SHEBOYGAN, Wis. — David Lingmerth is starting to come into his own, perhaps just in time to come into posession of the Wanamaker trophy.
Lingmerth shot 5-under 67 at Whistling Straits on Thursday to own second alone, a shot behind Dustin Johnson, at the PGA Championship. The score is even better considering the difficulty of the afternoon scoring conditions.
His name might be a surprising one to the casual golf fan, but the Swede has been pushing through this year into the game’s upper echelon. In June, Lingmerth polished off his first PGA Tour win, taking the Memorial in a playoff against Justin Rose. After a sloppy week at the Travelers in Connecticut, Lingmerth has finished in the top six in three of his last four starts, including a T-6 effort at last week’s WGC-Bridgestone Invitational. He’s been building to this opportunity.
The 28-year-old, however, still hasn’t showed that he has the gusto to put up those kinds of performances in the majors. He’s never been in the Masters, which will change next April. He hasn’t been in the U.S. Open since a nice T-17 showing in 2013 and was T-74 in the British Open last month. He missed the cut in his one prior PGA start.
A guy has to start somewhere. Whistling Straits could well be the place.
A Lingmerth win would not only be breaking new ground personally, but he’d also be the first Swedish man to win a major championship. He’d have done it before Henrik Stenson, who has finished in the top four in four of his last 11 major starts and has nine-career top-10 major finishes, including consecutive top-three finishes in the PGA.
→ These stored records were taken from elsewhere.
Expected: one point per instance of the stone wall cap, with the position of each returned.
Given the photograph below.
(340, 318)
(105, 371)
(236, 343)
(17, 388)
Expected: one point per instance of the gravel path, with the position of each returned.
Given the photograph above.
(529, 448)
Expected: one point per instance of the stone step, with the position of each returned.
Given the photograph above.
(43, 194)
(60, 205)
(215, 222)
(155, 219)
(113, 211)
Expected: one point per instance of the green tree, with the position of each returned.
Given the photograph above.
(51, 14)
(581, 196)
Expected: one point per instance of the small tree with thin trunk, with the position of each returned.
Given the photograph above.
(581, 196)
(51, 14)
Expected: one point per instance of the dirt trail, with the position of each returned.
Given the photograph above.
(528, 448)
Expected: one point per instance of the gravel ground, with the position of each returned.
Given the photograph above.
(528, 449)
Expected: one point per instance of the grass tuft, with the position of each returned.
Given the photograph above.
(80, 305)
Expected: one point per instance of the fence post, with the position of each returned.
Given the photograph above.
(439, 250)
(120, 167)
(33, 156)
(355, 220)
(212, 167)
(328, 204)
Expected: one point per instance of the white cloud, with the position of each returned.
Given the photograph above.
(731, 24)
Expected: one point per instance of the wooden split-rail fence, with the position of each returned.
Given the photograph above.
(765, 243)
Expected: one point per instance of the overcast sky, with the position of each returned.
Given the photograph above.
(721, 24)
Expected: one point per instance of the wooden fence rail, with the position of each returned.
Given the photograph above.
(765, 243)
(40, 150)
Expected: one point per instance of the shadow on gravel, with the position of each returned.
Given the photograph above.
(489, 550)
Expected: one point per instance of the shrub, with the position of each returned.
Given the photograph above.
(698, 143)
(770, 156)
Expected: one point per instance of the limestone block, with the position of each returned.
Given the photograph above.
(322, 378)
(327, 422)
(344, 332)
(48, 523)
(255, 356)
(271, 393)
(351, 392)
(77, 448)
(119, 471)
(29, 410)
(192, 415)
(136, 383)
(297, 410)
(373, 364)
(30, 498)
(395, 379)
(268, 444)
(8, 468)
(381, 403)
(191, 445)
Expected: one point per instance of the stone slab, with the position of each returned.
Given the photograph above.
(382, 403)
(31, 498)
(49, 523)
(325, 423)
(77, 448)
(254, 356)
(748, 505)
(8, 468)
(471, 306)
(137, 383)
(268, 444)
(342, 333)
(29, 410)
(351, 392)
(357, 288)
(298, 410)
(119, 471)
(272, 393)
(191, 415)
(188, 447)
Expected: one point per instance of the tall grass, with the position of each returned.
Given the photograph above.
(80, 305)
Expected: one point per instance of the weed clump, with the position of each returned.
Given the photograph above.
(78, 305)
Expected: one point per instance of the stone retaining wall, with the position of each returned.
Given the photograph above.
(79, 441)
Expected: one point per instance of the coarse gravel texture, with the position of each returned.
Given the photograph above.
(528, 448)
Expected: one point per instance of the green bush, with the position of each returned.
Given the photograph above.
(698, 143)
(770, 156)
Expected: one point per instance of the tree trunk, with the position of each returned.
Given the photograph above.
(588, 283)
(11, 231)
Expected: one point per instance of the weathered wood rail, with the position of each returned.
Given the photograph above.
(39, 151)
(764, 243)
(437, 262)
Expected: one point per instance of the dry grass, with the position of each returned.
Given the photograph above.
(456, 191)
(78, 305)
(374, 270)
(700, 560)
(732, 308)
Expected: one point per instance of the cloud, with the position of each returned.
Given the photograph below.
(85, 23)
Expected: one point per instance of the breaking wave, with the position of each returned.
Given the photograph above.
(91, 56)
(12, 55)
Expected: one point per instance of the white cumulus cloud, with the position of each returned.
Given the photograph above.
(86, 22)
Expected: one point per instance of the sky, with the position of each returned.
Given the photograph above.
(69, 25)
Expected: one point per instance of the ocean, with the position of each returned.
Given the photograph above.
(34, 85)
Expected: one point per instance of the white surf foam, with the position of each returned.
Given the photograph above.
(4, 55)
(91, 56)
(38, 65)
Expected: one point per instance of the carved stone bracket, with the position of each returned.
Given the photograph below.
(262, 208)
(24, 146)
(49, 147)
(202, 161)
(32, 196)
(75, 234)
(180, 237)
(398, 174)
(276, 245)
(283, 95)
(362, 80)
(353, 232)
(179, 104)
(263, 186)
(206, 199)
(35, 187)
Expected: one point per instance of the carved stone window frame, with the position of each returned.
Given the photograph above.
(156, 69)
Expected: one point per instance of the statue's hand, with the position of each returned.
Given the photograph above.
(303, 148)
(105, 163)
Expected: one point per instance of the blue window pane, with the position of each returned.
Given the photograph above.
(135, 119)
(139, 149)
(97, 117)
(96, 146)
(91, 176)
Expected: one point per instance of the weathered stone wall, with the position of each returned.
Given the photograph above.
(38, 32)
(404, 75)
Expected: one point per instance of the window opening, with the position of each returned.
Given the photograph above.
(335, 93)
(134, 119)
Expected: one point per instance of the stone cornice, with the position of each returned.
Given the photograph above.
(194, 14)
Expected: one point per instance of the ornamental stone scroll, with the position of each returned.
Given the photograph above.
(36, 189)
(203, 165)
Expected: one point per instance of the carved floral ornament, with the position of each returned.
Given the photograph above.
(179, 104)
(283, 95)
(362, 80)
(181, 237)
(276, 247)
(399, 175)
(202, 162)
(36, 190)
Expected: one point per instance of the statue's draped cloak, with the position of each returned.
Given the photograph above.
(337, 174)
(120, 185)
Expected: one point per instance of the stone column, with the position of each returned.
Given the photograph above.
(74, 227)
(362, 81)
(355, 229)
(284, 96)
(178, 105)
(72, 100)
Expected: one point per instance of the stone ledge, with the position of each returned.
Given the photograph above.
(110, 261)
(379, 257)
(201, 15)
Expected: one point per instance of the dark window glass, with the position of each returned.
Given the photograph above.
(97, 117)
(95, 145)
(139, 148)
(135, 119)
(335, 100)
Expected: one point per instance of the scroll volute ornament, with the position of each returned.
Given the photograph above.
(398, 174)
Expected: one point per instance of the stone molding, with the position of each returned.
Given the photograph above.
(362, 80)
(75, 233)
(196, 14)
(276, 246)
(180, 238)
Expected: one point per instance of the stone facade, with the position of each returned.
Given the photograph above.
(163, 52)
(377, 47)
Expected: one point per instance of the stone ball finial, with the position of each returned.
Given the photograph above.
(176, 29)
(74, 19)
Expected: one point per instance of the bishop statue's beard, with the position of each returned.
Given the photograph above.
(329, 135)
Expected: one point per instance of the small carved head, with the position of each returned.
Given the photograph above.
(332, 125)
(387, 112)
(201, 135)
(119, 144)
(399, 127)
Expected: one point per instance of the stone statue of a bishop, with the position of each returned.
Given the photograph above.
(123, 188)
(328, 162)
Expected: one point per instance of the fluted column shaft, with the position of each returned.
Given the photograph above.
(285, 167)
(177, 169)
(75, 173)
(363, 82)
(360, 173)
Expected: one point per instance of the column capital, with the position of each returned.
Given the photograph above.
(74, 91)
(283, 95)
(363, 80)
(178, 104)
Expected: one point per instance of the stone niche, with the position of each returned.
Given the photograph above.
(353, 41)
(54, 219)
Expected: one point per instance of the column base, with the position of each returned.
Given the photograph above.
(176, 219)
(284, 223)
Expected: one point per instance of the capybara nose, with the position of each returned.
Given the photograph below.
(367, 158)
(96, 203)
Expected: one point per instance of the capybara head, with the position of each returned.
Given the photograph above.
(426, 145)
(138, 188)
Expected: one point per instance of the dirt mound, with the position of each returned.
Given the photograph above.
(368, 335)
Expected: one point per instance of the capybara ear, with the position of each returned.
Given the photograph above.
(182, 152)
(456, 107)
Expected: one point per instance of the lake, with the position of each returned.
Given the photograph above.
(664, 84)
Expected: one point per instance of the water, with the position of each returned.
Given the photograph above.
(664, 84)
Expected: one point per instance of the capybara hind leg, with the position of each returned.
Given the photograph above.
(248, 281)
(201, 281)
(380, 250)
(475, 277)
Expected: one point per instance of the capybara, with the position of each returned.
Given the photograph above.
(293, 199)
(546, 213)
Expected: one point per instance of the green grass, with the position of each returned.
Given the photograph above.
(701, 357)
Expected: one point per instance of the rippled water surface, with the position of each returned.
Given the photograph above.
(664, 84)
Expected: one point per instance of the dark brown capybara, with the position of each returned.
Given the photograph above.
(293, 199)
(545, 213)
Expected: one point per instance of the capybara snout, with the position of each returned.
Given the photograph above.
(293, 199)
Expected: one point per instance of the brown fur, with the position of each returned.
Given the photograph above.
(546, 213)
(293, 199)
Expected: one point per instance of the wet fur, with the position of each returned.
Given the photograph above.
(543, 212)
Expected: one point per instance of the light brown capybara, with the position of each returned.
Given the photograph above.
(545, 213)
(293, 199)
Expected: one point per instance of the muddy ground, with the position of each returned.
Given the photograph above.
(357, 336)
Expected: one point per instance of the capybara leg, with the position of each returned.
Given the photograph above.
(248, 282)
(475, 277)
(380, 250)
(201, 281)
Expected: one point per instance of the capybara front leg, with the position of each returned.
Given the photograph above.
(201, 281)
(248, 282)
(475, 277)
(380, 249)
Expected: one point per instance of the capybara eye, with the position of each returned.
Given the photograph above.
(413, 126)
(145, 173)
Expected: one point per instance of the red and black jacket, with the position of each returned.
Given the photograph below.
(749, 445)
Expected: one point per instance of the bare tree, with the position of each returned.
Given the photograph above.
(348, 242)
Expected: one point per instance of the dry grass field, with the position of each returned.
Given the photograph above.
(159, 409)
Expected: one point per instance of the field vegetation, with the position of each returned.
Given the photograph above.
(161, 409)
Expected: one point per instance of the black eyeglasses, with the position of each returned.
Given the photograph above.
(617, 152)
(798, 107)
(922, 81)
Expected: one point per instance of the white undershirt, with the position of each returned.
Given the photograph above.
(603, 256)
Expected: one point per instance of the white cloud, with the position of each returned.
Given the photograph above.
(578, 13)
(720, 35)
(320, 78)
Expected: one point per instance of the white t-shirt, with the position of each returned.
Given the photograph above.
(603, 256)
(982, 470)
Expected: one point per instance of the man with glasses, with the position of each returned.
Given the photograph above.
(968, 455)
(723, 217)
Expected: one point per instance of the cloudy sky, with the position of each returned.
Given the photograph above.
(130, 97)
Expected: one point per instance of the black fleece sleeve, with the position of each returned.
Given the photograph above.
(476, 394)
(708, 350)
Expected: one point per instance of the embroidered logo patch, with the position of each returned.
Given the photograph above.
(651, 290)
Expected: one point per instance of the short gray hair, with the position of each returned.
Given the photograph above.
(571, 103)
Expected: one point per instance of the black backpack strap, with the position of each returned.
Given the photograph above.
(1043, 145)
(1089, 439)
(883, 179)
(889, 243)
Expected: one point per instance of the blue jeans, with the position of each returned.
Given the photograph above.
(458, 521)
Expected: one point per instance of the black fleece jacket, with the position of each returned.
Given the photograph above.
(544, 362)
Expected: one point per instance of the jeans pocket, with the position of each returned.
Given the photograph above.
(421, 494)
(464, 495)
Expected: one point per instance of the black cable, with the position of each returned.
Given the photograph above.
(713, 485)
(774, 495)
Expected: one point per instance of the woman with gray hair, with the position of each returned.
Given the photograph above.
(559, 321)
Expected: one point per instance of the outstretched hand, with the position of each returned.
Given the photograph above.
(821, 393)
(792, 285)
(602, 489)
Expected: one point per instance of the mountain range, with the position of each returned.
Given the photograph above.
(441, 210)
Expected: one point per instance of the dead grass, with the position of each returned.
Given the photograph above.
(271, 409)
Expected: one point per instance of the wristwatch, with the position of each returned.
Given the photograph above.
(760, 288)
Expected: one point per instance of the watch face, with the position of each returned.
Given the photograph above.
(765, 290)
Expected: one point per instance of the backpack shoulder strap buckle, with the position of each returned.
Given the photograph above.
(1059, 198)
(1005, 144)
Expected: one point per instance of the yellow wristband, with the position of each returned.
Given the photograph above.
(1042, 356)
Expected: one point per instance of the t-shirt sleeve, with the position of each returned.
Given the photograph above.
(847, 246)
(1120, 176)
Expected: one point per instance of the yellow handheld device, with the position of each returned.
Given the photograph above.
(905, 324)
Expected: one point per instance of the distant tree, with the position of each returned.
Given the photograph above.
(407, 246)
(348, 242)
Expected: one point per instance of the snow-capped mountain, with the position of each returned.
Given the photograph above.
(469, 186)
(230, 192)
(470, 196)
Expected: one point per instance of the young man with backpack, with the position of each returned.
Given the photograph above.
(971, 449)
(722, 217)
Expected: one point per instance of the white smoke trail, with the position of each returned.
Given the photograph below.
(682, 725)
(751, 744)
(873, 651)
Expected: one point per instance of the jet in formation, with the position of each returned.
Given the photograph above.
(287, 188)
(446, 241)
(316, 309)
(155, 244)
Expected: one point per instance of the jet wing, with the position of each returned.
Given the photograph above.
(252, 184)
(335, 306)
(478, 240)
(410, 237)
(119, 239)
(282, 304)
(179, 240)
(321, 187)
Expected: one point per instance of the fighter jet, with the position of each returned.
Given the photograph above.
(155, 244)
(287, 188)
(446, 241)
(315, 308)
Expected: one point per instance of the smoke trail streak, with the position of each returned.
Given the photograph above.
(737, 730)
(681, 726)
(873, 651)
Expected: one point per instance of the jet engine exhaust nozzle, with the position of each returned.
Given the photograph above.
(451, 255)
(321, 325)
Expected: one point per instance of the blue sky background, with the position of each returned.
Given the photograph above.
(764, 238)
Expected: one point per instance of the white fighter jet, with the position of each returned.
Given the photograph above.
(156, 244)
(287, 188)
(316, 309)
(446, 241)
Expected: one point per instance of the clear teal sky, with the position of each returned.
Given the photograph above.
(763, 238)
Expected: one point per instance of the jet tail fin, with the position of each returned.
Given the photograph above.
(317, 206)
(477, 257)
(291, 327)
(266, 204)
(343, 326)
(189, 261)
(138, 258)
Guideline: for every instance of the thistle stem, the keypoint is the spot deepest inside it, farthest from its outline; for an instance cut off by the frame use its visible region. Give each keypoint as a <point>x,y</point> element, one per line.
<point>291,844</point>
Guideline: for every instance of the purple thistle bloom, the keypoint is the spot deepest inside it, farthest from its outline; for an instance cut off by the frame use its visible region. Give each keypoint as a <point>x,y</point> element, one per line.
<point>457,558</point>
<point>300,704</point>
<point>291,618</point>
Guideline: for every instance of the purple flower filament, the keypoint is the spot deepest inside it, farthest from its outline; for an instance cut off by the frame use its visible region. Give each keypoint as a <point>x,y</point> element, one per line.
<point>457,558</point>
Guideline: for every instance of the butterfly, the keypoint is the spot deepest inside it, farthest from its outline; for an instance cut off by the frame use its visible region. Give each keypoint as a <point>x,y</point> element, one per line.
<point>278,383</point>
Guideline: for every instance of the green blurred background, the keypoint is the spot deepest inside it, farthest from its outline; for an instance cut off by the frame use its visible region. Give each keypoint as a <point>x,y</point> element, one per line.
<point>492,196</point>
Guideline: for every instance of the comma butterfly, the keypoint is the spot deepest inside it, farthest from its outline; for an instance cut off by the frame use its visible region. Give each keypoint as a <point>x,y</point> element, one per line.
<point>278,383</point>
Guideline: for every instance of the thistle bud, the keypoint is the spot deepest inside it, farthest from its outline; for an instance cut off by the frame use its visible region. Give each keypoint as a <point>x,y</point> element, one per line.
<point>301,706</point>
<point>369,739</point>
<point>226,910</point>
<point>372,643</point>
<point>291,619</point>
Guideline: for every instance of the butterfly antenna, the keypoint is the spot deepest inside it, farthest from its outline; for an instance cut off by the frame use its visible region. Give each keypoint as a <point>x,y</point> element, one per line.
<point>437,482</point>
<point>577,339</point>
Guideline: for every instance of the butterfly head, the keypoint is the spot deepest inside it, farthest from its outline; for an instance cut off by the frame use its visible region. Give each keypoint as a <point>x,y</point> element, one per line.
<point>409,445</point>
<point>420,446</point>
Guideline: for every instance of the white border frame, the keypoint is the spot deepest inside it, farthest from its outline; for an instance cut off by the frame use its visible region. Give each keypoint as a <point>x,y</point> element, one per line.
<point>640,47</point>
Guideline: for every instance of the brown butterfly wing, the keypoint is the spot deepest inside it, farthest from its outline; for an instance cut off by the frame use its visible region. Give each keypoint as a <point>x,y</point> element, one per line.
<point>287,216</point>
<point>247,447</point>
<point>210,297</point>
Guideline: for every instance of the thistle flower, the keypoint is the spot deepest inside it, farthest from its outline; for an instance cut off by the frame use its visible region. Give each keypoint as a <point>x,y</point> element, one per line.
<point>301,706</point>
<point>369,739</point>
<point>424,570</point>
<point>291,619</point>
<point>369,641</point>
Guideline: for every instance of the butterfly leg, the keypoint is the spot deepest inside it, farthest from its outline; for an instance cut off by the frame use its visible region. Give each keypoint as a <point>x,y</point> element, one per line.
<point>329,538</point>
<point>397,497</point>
Jesper Parnevik, who, along with his America-based family, is now a Swedish reality star, earned seven major top-10s in his career.
In 2008, Robert Karlsson finished in the top 10 in the first three majors of the year.
It’s been three years since Carl Pettersson made a feeble run at trying to catch Rory McIlroy as he lapped the field at Kiawah Island, but the T-3 was his best-ever major effort.
Four Swedish women have won majors, including Hall-of-Famer Annika Sorenstam, who bagged 10 in her illustrious career.
The homeland would enjoy Lingmerth putting another one on the board. Speaking of putting one on the board, Lingmerth, who was a two-time All-American at the University of Arkansas, is the nephew of Goran Lingmerth, who briefly was a place kicker for the Cleveland Browns in one game during the strike-shortened 1987 season.
After the brief football career, Goran Lingmerth turned from one sport to another, becoming a sales rep for Ping. Lingmerth is one of their staffers.
“When I moved over here for college, he was like my second dad,” David Lingmerth said during the Memorial. “He helped me out with whatever a little college kid can use as help. He’s been a big influence.”
He added, “I got my first set of clubs when I was 12 from him and if I didn’t have him, I might not even have played golf. And obviously he was a professional athlete, and just mentally he’s been the type of guy, he’s pushed me and tried to get me to the mindset that I can do whatever I set my mind to. He’s been a good inspiration in so many ways.”
Lingmerth won’t have to worry about being iced before Friday’s second round, either. He starts bright and early, at 7:55 a.m. local time.